The board of Atlanta’s economic development agency approved more than $17 million in tax incentives for several developers on Thursday, but tax breaks for a pair of projects at the former Turner Field caused a clash among board members, with one saying the agency needs to re-think its public investment strategy.

The board of Invest Atlanta narrowly approved a nearly $2.6 million tax break for a 680-bed, $69 million student housing project called Aspen Atlanta. It will rise in a parking lot on Ralph David Abernathy Boulevard, across from what is now called Georgia State Stadium.

The board also approved a separate, nearly $2 million tax incentive for a $50 million project nearby that will include a small office building, retail, restaurants and 129 apartments along Georgia Avenue.

The votes spurred a broader conversation among board members after the meeting about whether the city is seeing enough bang for the taxpayers’ bucks.

Board member Julian Bene said the city is seeing impressive job growth and development, fueled in part by the city’s tax incentives. But overall, the property tax digest has largely stagnated since 2010, and he suggested the city might be giving away too much.

“That is not the kind of thing we should be seeing with the economic growth we’ve had,” Bene said. “We need to grapple with this.”

Bene, often a lone critical voice on the Invest Atlanta board, said just starting development at the former home of the Atlanta Braves isn’t a good enough public benefit. The combined abatements only reserve at total of 18 units in the 129-unit apartment project as affordable for residents making 80 percent of the area median income. In that light, the tax breaks for the two projects come to about $277,000 per affordable unit over 10 years.

“The public benefit I’m hearing is new development in areas south of I-20,” Bene said. “I don’t think that is enough on its own.”

Others on the board disagreed, saying denying the tax breaks put the project at risk.

A recent investigation by The Atlanta Journal-Constitution found that the city of Atlanta and county governments in Fulton, Cobb, Gwinnett and DeKalb doled out $30.7 million in property tax incentives in 2016 to major projects and marquee companies in the name of economic development.

Those firms owed $72.6 million in local taxes after the tax breaks were taken into account. But some critics have questioned the need for incentives amid the economic boom.

The board also approved an estimated $5 million tax incentive for a new office tower by developer Portman in Midtown and a $7.6 million tax break for the redevelopment of Colony Square.

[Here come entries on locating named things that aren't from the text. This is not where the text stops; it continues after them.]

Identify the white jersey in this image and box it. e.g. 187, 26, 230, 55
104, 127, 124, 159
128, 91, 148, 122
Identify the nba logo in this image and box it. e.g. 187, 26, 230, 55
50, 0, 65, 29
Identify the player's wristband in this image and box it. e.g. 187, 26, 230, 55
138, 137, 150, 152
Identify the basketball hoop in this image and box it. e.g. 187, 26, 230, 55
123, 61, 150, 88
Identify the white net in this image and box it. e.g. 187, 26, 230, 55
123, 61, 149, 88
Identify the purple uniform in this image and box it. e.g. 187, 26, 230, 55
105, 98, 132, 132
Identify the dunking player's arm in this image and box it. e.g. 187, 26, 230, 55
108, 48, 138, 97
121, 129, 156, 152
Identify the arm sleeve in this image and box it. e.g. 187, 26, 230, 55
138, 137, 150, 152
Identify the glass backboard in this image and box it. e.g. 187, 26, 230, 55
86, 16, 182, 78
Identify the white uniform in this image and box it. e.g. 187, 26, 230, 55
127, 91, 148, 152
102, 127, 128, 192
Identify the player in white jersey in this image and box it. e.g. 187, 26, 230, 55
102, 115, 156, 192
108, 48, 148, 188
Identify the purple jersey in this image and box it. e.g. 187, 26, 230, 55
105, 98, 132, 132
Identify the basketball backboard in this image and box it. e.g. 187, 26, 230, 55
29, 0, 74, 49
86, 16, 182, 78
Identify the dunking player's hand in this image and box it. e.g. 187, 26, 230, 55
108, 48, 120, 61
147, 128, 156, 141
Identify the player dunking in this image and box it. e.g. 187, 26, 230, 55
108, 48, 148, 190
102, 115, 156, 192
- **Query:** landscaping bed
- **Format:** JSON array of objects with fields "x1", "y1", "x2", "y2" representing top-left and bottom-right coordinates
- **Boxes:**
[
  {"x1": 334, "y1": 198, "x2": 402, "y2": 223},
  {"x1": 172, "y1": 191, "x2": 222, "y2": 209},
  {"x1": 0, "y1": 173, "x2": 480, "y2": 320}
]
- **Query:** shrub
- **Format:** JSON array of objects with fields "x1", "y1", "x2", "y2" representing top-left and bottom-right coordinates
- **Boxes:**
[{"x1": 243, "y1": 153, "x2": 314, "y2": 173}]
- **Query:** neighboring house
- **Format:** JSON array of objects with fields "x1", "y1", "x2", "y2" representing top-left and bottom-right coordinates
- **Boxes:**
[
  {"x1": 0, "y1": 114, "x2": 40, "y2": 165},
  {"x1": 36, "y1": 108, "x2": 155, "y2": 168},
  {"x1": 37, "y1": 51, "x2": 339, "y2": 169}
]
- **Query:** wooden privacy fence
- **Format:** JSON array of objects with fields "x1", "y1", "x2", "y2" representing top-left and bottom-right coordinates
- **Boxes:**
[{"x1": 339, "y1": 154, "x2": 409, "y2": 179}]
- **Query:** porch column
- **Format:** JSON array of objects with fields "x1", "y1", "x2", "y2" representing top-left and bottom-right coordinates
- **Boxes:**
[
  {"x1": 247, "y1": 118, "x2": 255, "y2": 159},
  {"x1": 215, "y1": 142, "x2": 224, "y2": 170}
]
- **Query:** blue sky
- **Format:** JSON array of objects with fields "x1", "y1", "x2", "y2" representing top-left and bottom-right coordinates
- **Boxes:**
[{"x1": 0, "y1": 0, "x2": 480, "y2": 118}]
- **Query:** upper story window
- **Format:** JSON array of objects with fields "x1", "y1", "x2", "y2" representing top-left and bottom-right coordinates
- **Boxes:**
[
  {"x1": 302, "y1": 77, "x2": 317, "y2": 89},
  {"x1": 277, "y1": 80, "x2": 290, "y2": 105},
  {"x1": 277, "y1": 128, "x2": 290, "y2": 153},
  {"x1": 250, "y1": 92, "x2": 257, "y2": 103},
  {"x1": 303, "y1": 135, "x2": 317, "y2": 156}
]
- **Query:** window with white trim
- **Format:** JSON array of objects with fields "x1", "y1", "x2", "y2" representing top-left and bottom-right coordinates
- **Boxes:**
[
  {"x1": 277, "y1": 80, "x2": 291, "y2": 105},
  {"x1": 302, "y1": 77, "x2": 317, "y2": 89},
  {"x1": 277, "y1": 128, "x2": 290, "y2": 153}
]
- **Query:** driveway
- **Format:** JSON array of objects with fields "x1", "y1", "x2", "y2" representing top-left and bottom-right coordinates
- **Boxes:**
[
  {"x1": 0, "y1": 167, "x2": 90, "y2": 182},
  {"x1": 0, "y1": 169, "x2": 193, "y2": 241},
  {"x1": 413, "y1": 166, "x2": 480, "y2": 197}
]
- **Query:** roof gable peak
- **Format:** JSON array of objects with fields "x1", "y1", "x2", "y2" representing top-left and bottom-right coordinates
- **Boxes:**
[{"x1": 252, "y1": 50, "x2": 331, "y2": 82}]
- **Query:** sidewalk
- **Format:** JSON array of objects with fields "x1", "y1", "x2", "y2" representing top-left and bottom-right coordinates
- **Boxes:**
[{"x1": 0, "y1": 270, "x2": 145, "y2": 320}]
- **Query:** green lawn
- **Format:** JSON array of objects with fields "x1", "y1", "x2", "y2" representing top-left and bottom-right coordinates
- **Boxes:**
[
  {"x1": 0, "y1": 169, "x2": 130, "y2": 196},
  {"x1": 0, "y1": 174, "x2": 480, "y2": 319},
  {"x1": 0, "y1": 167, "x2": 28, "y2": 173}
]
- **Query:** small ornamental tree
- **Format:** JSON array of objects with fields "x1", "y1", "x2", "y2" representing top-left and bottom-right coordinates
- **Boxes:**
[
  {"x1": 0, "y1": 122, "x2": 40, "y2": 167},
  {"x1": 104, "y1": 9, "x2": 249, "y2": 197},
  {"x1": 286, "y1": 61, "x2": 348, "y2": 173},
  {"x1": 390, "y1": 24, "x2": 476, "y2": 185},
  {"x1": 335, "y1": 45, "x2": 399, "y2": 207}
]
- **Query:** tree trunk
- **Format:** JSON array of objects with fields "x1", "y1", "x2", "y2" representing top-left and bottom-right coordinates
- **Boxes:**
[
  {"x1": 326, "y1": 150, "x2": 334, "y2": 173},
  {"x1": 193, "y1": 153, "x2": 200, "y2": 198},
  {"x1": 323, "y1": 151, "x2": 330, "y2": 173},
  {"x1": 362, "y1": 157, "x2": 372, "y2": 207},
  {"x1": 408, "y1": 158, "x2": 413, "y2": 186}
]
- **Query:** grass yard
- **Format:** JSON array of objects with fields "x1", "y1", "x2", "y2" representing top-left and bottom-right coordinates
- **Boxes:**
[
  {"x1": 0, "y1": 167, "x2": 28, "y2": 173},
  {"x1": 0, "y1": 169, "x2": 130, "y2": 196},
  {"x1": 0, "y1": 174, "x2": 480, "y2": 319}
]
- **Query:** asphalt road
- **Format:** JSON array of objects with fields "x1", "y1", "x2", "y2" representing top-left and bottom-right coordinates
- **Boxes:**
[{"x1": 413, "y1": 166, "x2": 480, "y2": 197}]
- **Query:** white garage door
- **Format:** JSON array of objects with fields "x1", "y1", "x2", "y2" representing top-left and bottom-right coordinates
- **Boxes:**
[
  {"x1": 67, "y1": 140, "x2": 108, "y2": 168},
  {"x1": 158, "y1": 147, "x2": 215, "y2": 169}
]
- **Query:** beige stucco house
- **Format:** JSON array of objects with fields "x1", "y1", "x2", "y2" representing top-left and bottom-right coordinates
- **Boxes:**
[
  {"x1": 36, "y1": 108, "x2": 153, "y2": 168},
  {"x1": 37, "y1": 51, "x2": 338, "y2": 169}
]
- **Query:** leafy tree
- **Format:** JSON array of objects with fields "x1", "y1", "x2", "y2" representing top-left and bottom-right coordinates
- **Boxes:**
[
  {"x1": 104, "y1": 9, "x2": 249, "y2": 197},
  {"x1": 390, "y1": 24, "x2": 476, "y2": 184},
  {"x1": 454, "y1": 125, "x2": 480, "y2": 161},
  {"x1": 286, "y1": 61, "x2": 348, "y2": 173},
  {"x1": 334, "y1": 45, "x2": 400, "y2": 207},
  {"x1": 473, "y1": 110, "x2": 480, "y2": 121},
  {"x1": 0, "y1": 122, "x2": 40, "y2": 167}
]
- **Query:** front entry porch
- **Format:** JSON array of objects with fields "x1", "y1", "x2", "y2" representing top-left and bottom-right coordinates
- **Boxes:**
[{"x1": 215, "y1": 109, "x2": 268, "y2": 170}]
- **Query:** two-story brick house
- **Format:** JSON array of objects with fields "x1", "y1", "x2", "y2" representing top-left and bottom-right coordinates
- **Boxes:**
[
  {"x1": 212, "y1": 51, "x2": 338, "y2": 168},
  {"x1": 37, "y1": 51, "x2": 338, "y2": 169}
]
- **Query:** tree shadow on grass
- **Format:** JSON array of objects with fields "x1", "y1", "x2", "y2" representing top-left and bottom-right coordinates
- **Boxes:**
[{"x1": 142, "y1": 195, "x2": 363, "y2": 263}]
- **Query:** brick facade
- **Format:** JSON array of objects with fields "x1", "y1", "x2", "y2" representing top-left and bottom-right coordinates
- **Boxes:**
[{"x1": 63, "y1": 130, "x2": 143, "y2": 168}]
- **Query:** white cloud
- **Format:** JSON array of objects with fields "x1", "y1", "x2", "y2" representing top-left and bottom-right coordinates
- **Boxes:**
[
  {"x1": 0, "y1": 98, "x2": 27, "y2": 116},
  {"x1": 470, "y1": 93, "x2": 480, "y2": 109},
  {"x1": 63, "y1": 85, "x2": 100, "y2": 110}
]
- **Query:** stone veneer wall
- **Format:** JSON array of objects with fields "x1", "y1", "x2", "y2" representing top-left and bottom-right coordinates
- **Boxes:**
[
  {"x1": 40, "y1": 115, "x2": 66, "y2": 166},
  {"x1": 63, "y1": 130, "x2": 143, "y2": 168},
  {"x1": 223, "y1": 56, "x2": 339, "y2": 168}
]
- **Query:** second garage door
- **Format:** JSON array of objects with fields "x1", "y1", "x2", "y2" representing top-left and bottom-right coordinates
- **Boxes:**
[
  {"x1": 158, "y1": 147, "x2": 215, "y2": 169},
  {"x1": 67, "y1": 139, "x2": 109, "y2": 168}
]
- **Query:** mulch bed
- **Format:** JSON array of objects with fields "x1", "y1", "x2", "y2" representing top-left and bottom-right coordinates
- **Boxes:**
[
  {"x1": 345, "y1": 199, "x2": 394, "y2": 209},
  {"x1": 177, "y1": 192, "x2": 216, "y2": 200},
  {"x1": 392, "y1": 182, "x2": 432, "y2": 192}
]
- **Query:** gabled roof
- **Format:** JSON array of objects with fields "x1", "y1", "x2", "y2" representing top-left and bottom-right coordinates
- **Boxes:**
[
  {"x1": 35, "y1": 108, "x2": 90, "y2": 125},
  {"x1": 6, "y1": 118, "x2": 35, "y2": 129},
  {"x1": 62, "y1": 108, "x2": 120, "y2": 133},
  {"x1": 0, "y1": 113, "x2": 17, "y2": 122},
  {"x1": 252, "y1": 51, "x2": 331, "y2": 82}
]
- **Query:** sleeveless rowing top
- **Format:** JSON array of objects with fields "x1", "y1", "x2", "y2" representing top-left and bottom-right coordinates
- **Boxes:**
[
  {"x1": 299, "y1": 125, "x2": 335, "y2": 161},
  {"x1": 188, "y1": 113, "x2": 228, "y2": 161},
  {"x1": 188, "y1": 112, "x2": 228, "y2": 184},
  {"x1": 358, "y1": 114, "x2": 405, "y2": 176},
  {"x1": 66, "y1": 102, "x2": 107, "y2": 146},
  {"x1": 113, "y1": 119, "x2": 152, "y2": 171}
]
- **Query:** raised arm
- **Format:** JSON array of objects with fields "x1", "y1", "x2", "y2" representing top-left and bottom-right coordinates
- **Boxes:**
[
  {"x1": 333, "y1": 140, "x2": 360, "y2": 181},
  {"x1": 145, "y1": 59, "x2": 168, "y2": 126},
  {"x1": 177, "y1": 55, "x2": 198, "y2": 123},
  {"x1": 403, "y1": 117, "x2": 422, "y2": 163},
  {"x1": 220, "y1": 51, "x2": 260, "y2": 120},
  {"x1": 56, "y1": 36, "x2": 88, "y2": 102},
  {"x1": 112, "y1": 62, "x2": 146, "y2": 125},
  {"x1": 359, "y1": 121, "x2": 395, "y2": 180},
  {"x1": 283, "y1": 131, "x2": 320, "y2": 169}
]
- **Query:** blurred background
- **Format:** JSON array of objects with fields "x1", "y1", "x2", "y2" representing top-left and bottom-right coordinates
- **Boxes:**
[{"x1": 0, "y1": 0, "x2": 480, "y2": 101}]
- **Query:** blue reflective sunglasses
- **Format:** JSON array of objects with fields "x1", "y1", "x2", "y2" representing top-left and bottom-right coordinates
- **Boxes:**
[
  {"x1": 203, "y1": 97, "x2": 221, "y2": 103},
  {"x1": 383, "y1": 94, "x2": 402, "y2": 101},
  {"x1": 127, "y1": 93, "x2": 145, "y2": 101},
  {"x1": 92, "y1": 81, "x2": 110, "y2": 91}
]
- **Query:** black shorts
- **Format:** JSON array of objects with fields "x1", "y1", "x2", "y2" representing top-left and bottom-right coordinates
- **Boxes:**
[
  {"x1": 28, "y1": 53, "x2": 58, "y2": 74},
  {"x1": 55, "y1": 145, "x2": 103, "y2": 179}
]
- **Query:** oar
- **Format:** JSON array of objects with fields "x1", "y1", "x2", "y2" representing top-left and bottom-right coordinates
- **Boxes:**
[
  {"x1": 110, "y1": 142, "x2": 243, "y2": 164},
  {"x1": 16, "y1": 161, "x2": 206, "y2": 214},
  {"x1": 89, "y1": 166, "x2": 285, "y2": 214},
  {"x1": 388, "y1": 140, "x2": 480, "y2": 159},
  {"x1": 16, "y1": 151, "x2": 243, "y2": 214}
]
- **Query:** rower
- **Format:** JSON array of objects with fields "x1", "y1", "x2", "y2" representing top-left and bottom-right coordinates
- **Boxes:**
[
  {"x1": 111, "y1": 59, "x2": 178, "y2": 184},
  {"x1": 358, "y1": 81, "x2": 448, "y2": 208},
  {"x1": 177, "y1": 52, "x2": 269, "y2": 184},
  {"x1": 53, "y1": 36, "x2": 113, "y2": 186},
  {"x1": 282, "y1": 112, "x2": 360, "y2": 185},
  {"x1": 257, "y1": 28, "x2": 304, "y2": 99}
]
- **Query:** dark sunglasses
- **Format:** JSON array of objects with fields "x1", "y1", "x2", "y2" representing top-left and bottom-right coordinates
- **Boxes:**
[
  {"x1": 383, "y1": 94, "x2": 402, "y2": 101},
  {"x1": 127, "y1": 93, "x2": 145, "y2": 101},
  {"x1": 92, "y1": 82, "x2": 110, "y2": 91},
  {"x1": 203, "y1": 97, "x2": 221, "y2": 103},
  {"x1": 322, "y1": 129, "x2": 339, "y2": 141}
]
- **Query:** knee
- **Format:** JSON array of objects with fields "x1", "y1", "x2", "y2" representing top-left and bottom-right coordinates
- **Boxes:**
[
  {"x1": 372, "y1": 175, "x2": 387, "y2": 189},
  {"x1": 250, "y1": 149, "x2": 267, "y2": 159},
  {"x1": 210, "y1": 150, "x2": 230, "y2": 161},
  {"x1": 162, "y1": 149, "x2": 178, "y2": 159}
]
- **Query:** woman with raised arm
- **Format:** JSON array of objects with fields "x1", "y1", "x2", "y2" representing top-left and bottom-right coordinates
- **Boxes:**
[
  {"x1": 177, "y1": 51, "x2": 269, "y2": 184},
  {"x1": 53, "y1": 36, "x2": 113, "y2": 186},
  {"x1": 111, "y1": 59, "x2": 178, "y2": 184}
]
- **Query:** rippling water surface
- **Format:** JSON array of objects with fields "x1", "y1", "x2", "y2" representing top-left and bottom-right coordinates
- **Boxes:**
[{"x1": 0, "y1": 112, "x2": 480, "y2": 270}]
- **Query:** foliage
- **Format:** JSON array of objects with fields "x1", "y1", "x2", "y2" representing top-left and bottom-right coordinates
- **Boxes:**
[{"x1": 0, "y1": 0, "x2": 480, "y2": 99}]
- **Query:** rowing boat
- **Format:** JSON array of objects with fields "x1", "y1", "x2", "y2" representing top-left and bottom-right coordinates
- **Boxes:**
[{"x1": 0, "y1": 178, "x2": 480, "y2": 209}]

Though arguably the city’s hottest neighborhood, neither Midtown project attracted the sort of debate over incentives during the meeting as the two projects south of I-20.

Vice Chairwoman Constance Barkley-Lewis said the tax breaks are necessary to kick off the Turner Field redevelopment.

Banks, she said, “are not lining up to lend” money to the development team led by Atlanta-based Carter.

Georgia State University acquired the stadium and certain parcels earlier this year, with a development team led by Carter obtaining other land, including a number of key parking lots in the area for a mixed-use project.

Two Carter principals signed personal loan guarantees to secure financing – a not uncommon practice in real estate finance – to help kickstart development.

“The first money going into these neighborhoods is very, very difficult to get,” she said.

“It seems like a no-brainer we would develop these neighborhoods,” she said of private sector interest in the project. But the neighborhoods aren’t affluent as other parts of the city, making development there a bigger risk in the eyes of lenders.

“This is not a no-brainer at all,” she said.

After the vote, Carter President Scott Taylor said the tax deal “sets the stage for the first phase of the Summerhill project to begin.”

“We are in a very challenging lending environment and projects like Georgia Avenue might not be financially feasible but for programs like the bond for title,” Taylor said, referring to the lease-purchase bond mechanism Invest Atlanta and other such authorities uses to grant tax breaks.

Mayor Kasim Reed, who chairs the body, said the debate over affordability is “necessary and appropriate.” But, he said, members need to keep in mind promises for revitalization after the 1996 Summer Olympic Games were never fulfilled.

A no vote, he said, “puts this entire project at risk,” and would further hamper ability to recruit additional investment there.

The private development around Georgia State Stadium has been seen as one of several potential sites that state and local leaders could pitch for Amazon's second North American headquarters project.

A number of residents in the surrounding neighborhoods complained they were not notified of the Invest Atlanta meeting until the last minute and that they haven’t been included in planning for development in the area. Public comment also was held after the votes and after Reed left the meeting.

“Low income residents who have kept these communities alive for 50 years aren’t invited to the table,” said Avery Jackson, of Peoplestown.

Others said development continues to bring the real risk of displacement for long-term residents, who could be pushed out because of rising property values.

“How are we going to remain in the city of Atlanta?” asked Peoplestown resident Alison Johnson. “Where is our return on investment?”

In April, Georgia State and developers reached a community benefits deal with neighborhood associations to address systemic flooding, provide jobs and education programs, and set aside at least 10 percent of new housing for low-income Atlantans. But a separate group of neighbors that sought a community deal hasn't been satisfied.